The sound of his fist crashing into the steel made him smile. It was something to think about, something to focus on other than the dreadful blackness that had seeped into his bones, and the voices of the dead that hissed in his mind.

"You can have me when I'm dead, you bastards. You won't have to wait long. Leave. Me. Alone."

Bang. Bang. Bang.

Clank... clank... clank... clank.

The sound was much closer than it had been before. Small, strange, ominous. The rooks had found him. It would all be over soon.

He moaned with relief at the thought of death; the pace of the sound doubled.

Clank-clank-clank-clank-clank.

Balthier closed his eyes and banged ever harder on the catwalk with his fist, waiting for the merciful flash of all-encompassing pain that meant a rook had finally slain him.

Bang. Bang. Bang. Bang.

The clanking stopped and he heard a voice, sweet and musical, wrenched with sorrow.

"Aii, Ffamran, Fo'e, sweet Ffamran. Stop. Please stop."

He closed his eyes and shook his head fervently. The voice was too lovely, too tender. It was all a lie; they were taunting him now.

"Don't, damn you, don't... Please... Kill me. Please!"

"Balthier, Fo'e. Te, te, te, te... Oh, sweet child, sweet love. Hush."

He curled tightly into himself, terrified. "No... no!"

But then he heard a slight rustle, and then a hand, smooth and cool, found its way to his cheek, bringing with it the scent of sandalwood.

It couldn't be.

"Fran...?"

"I left you too long. Oh, Balthier. A'tjur, tr'noth..."

"Fran!"

Only then did he notice the pain; his left hand was bruised to the bone, and his heart pounded furiously in his chest as though it would burst.

He sat up in one quick, jerky movement. The motion sent pain through every atrophied muscle in his body, but the agony was nothing to the sweetness of her arms around him as she lay his tearstained cheek to her breast.

"Ffamran, I am here. Ffamran. Hush... drink."

Her fingertips skimmed his lips, and he kissed them; then the neck of her canteen found his mouth and he drank, a slight trickle of sweet tepid water that opened his throat and made him laugh brokenly with relief, rocking back and forth in her arms like a child. After a long moment of savoring her presence he moved away from her, allowing himself a little distance from her sandalwood skin and gentle thrumming heartbeat. In place of curling against her, he reached out with tender trembling fingers and stroked her cheek.

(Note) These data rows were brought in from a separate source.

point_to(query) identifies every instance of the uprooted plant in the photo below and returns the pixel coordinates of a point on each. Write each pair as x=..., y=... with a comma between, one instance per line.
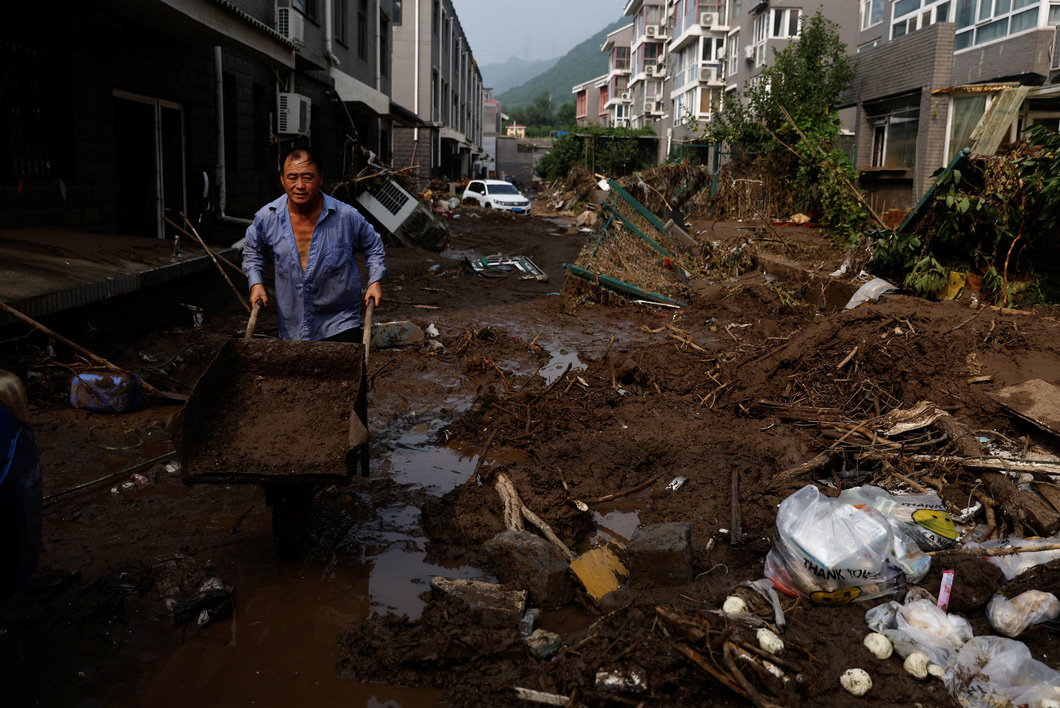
x=993, y=216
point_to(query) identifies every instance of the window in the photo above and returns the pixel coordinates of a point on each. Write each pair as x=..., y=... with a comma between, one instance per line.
x=340, y=21
x=895, y=126
x=363, y=29
x=307, y=7
x=871, y=13
x=384, y=54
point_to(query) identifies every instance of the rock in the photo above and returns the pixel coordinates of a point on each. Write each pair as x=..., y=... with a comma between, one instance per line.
x=491, y=604
x=528, y=561
x=544, y=643
x=391, y=335
x=661, y=555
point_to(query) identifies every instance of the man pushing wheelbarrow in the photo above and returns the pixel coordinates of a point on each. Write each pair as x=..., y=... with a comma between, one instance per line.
x=293, y=414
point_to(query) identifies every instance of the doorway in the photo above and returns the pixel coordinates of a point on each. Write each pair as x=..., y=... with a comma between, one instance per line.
x=149, y=160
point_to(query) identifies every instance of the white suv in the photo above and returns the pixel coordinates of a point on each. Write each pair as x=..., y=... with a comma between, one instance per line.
x=496, y=194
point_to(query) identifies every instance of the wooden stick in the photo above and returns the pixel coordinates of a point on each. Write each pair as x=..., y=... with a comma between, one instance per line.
x=77, y=348
x=634, y=490
x=209, y=251
x=1012, y=550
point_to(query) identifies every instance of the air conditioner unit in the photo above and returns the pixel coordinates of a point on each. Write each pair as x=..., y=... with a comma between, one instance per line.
x=290, y=24
x=1055, y=64
x=293, y=114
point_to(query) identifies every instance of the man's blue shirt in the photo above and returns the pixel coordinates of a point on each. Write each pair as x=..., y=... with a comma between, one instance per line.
x=325, y=299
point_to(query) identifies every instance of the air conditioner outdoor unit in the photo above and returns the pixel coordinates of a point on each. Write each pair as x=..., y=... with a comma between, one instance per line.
x=293, y=114
x=1055, y=64
x=290, y=24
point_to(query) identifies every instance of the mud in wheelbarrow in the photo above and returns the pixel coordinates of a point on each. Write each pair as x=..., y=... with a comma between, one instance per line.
x=289, y=416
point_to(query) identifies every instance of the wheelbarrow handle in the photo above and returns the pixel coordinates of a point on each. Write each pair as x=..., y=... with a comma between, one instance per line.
x=369, y=308
x=253, y=319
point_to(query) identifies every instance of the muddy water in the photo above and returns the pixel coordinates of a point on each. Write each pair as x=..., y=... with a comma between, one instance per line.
x=280, y=647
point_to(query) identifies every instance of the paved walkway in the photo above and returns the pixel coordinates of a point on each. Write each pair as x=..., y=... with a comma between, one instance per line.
x=45, y=270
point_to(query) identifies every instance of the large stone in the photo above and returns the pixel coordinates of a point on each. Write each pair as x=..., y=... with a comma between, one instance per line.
x=526, y=560
x=660, y=555
x=491, y=604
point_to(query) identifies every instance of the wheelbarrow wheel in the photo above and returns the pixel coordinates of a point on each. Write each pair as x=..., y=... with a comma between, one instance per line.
x=289, y=510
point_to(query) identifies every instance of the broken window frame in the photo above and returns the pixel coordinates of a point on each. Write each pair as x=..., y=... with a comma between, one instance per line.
x=894, y=144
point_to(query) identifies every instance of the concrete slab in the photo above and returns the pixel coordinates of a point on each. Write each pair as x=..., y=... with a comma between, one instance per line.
x=45, y=270
x=660, y=555
x=492, y=604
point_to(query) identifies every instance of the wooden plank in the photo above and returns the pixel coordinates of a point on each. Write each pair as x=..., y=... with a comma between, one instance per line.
x=599, y=571
x=1035, y=401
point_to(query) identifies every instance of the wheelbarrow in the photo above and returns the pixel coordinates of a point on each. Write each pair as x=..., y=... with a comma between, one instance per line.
x=288, y=416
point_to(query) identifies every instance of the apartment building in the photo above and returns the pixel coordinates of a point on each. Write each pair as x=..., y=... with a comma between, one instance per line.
x=590, y=102
x=440, y=87
x=118, y=114
x=932, y=71
x=619, y=101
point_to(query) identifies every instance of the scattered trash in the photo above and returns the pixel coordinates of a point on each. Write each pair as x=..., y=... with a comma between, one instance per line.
x=621, y=682
x=104, y=391
x=544, y=643
x=676, y=483
x=922, y=516
x=857, y=682
x=1011, y=617
x=493, y=264
x=870, y=291
x=879, y=644
x=996, y=671
x=835, y=552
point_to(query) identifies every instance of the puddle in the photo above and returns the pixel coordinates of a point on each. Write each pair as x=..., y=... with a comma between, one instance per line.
x=280, y=647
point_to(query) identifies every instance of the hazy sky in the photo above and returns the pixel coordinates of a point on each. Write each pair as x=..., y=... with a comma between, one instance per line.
x=498, y=30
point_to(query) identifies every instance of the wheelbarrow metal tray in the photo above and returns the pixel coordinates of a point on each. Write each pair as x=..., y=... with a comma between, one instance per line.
x=271, y=411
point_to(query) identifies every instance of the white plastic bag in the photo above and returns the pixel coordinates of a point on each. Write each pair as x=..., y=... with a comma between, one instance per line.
x=923, y=516
x=995, y=671
x=1011, y=617
x=834, y=552
x=1017, y=563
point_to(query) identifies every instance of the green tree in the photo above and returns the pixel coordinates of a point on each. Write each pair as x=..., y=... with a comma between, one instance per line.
x=789, y=117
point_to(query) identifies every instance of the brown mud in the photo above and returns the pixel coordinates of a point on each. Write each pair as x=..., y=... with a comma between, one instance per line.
x=579, y=402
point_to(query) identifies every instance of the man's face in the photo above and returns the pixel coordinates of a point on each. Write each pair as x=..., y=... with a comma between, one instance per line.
x=301, y=180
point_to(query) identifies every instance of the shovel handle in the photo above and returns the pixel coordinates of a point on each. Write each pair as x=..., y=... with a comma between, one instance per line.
x=253, y=319
x=369, y=308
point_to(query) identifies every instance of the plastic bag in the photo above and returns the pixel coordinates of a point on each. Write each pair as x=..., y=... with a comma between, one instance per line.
x=923, y=516
x=834, y=552
x=1013, y=565
x=995, y=671
x=1011, y=617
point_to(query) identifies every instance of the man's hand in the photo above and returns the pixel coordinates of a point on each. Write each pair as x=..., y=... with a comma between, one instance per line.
x=258, y=293
x=374, y=293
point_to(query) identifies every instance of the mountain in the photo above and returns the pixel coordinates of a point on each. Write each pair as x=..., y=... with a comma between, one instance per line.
x=581, y=64
x=514, y=71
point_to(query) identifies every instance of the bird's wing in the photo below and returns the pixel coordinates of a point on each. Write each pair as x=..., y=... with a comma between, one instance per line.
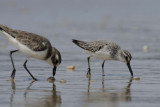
x=96, y=45
x=33, y=41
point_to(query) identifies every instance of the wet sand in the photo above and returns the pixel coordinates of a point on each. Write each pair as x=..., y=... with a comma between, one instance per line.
x=131, y=24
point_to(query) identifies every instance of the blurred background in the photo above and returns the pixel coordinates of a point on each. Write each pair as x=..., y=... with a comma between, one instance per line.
x=133, y=24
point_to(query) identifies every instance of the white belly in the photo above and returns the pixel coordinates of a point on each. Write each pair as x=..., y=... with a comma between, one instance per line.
x=103, y=55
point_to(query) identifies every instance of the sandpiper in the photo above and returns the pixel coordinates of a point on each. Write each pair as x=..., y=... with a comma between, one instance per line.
x=104, y=50
x=32, y=45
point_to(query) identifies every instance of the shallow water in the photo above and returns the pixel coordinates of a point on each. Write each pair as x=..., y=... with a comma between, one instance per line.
x=131, y=24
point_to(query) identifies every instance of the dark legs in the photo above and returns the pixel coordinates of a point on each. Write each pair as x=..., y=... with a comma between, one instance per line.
x=89, y=69
x=103, y=68
x=28, y=70
x=14, y=70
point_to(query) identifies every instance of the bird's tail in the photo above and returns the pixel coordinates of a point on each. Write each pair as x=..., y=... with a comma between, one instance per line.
x=80, y=43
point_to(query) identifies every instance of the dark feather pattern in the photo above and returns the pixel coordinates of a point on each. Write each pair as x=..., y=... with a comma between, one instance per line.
x=33, y=41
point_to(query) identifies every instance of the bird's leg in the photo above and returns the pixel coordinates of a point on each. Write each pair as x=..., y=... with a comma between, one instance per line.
x=14, y=70
x=103, y=68
x=88, y=73
x=28, y=70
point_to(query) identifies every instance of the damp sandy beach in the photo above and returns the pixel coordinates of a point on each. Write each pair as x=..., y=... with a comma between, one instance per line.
x=134, y=25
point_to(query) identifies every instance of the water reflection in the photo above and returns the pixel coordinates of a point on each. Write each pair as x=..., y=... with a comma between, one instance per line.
x=35, y=97
x=109, y=93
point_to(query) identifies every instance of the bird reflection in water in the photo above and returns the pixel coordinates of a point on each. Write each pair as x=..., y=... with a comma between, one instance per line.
x=51, y=99
x=109, y=94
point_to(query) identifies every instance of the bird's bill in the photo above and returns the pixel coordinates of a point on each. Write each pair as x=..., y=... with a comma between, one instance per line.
x=54, y=70
x=130, y=69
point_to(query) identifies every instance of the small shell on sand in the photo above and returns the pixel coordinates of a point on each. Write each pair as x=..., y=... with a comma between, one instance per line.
x=51, y=79
x=145, y=48
x=62, y=81
x=136, y=78
x=70, y=68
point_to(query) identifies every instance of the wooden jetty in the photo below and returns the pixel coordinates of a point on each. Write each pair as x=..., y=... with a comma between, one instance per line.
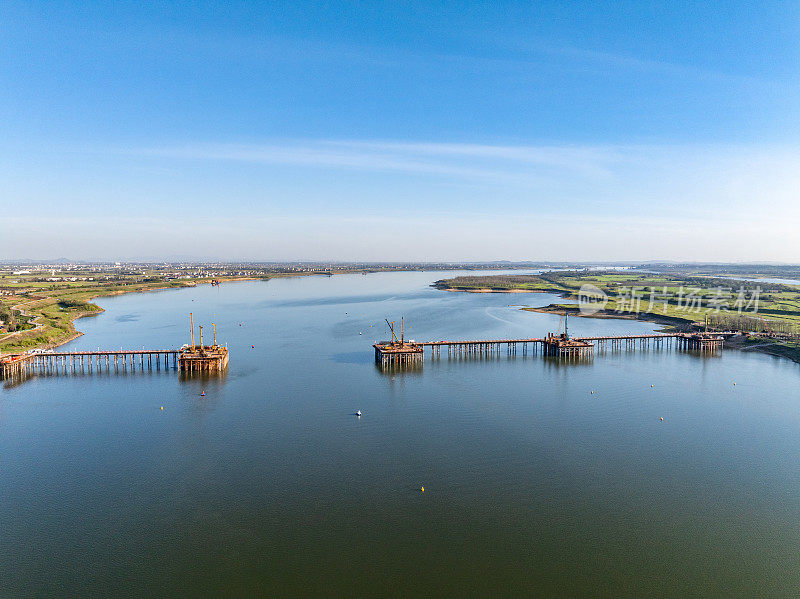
x=189, y=358
x=562, y=345
x=46, y=362
x=398, y=352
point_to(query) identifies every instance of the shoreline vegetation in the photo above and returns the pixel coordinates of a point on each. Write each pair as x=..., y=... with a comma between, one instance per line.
x=769, y=317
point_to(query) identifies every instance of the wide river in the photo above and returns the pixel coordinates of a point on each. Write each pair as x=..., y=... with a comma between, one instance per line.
x=269, y=485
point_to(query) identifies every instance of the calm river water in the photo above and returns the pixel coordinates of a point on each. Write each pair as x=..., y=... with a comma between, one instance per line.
x=269, y=485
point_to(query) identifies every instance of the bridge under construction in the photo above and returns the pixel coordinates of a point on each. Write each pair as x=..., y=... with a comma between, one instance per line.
x=399, y=352
x=189, y=358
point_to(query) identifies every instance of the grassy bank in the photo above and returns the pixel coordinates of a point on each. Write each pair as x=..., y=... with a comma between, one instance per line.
x=677, y=301
x=44, y=317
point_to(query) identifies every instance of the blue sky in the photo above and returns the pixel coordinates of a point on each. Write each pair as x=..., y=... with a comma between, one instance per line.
x=472, y=131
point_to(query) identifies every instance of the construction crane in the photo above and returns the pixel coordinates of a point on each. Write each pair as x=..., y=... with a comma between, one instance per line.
x=766, y=326
x=391, y=328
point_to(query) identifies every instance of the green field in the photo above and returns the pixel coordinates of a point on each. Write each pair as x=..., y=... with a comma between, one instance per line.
x=721, y=302
x=37, y=308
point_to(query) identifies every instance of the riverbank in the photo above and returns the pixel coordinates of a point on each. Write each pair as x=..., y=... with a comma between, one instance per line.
x=54, y=314
x=783, y=349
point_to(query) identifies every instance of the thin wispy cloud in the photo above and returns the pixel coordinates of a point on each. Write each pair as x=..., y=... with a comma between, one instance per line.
x=688, y=178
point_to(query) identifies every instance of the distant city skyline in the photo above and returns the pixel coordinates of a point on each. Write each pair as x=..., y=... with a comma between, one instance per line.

"I thought you were dead... The rooks..."

"I evaded their detection easily enough. Aii, you are cold. Eat this..."

After a moment's fumbling, she pressed a piece of something soft and strong-smelling into his hand. He sighed thickly with gratitude; he had never enjoyed the contemptible smell of smoked rabbit meat, but the jerky would taste like heaven on earth after days of nothing but remedy-muddled water and the occasional potion. He took a small, tentative bite and sighed again, overwhelmed by the dark, smoky, salty tang of the stuff. It was, he admitted to himself, the most wonderful thing he'd ever tasted.

She gently took his hand from her cheek and got to her feet. He heard her shoes clank against the catwalk, and scoffed at himself for having thought such a lovely sound could bring with it his demise.

"I have found the way out, but it is far," she said in her low, musical voice.

"The way out..." He murmured, around his mouthful of food. The words confused him.

"Yes, fo'e. You can stand?"

He swallowed the bite of meat reluctantly, frowned to himself. He hadn't heard her correctly.

"The... the way out?"

"Eih, the way out. Did I not tell you I smelled rain? Get up, Ffamran. I will lead you."

He slowly curled into himself, rocked up onto his knees.

"Officious," he whispered, but he was smiling.